Mary gave a great sigh of relief. "Oh, I am so glad!" she said. "It was such a wicked house. And here it is so good!"
"Good!" Miss Terry echoed the word with a sigh. "Come with me, Mary," she said.
She led her little guest through the hall to the library, where a great fire was blazing, with sundry mysterious packages in white paper piled on the table beside it. But Miss Terry did not stop at the fire-place. She drew Mary to the window which looked out on the sidewalk. Above the lower sash Mary saw the remains of a burned-out Christmas candle; and over it hung a pink papier-mâché Angel stretching out open arms towards her.
"This is the Christmas Angel, Mary," said Miss Terry. "He is as old as Miranda—"
"He is as old as Christmas," interrupted Tom, looking in from the hall.

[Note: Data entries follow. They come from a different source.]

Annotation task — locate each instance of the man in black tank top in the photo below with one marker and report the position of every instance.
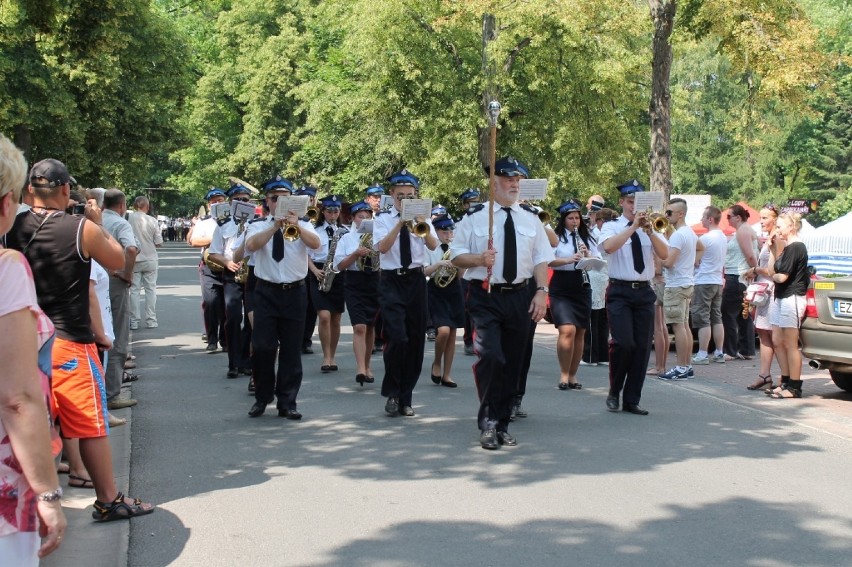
(59, 247)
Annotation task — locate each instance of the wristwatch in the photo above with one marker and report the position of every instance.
(51, 496)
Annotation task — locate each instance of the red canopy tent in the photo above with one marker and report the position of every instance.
(724, 225)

"When we were children, Tom and I, we hung him on our Christmas tree," went on Miss Terry. "We think he brought you to us. We believe he has changed the world for us,—has brought us peace, good-will, and happiness. He is going to be the guardian angel of our house. You must love him, Mary."
"How beautiful he is!" said Mary reverently. "His face shines like the Baby's that I saw once in the Church. Oh, Miss Angelina! He is like the Christ-Child himself!"
"Call me Aunt Angelina," said Miss Terry with a quick breath.
"Aunt Angelina," cried the child, throwing her arms about Miss Terry's neck.
Tom came and put his great furry coat-sleeves about them both. "And Uncle Tom," he said.
"Dear Uncle Tom!" whispered the child shyly.
There were tears in the eyes of all three.
"Now we shall live happy ever after," said Tom.
And the Christmas Angel beamed upon them.